Metadata-Version: 2.1
Name: hashed-list
Version: 1.0.5
Summary: An auto-indexed Python List data structure with constant time .index() method
Home-page: https://github.com/imranariffin/hashed-list
Author: Imran Ariffin
Author-email: ariffin.imran@gmail.com
License: UNKNOWN
Project-URL: Bug Tracker, https://github.com/imranariffin/hashed-list/issues
Platform: UNKNOWN
Classifier: Programming Language :: Python :: 3
Classifier: License :: OSI Approved :: MIT License
Classifier: Operating System :: OS Independent
Requires-Python: >=3.5
Description-Content-Type: text/markdown
License-File: LICENSE

[![PyPI version](https://badge.fury.io/py/hashed-list.svg)](https://badge.fury.io/py/hashed-list)
[![Downloads](https://pepy.tech/badge/hashed-list/week)](https://pepy.tech/project/hashed-list)

# HashedList
A List with O(1) time complexity for `.index()` method, instead of O(N).

## Description

`HashedList` is a data structure that is pretty much a Python list, except that:
1. The method `.index(value)` is O(1) (Good)
2. It uses twice more memory due to indexing (Not good but still okay)
3. It takes more time than list during initialization due to hashing of each item
4. Items must be unique.
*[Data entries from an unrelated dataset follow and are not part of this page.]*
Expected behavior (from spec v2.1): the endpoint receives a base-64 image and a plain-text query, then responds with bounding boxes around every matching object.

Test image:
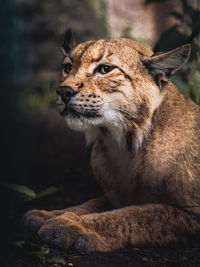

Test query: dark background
[0,0,200,266]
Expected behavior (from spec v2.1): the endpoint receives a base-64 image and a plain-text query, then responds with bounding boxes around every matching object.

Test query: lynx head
[57,34,190,147]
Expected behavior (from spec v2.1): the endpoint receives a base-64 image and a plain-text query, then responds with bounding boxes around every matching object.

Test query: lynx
[24,34,200,251]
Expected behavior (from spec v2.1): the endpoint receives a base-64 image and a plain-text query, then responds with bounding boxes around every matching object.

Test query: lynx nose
[56,86,75,104]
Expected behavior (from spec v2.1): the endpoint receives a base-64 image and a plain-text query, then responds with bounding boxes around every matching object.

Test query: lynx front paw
[38,214,85,249]
[38,215,112,251]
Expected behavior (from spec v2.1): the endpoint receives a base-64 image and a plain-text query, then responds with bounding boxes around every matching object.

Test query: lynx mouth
[60,107,102,119]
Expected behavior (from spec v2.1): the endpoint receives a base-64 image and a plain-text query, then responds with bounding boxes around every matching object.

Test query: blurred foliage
[17,82,57,115]
[146,0,200,105]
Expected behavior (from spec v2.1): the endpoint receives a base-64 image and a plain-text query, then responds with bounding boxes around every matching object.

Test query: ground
[0,110,200,267]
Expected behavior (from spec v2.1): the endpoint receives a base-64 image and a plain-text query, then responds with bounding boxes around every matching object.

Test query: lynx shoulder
[24,36,200,251]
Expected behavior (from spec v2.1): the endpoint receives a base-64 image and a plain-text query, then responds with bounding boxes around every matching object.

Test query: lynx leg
[39,204,200,251]
[22,198,109,232]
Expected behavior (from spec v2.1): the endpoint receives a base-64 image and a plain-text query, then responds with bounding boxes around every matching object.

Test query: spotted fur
[24,39,200,251]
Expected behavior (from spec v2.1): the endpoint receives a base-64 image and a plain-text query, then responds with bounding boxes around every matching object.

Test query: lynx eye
[63,63,72,75]
[96,65,115,74]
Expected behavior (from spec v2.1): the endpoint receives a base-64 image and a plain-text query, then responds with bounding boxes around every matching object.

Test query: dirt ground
[1,110,200,267]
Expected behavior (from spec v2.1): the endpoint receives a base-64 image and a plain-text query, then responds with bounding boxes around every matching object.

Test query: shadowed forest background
[0,0,200,267]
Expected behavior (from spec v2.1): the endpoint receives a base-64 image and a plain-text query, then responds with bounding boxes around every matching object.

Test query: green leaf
[37,186,60,198]
[3,184,36,200]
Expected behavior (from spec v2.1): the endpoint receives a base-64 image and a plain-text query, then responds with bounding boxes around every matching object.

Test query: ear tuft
[143,44,191,87]
[61,29,72,55]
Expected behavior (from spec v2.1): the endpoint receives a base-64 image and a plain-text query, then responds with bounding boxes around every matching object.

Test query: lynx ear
[143,44,191,88]
[61,29,72,56]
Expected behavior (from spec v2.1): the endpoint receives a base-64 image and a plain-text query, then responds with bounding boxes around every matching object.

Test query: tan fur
[24,39,200,251]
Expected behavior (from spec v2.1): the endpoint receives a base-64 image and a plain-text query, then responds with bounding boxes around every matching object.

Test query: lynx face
[57,39,191,144]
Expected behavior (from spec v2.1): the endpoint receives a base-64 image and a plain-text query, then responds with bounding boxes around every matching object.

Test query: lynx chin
[23,36,200,251]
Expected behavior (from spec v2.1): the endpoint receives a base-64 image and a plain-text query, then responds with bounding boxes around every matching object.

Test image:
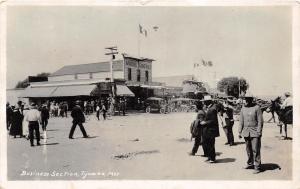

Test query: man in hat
[239,94,263,174]
[69,100,89,139]
[6,102,13,130]
[41,104,50,131]
[200,95,220,163]
[278,92,293,140]
[221,101,234,146]
[25,103,41,146]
It will raise `DuplicateValueError` if
   duplicate item is provided

### Main use case:
You have a huge list of unique, ordered items that:
1. You may update the list (remove, insert, set value etc) from
   time to time
2. You may get the index of a specific item in the list very often

In this case, using just a regular list definitely works but will cost
you O(N) each time you get the index of a specific item. Or, you can
maintain along the list a dictionary of item => index, but that will cost
you the burden of updating the dictionary everytime the list is updated.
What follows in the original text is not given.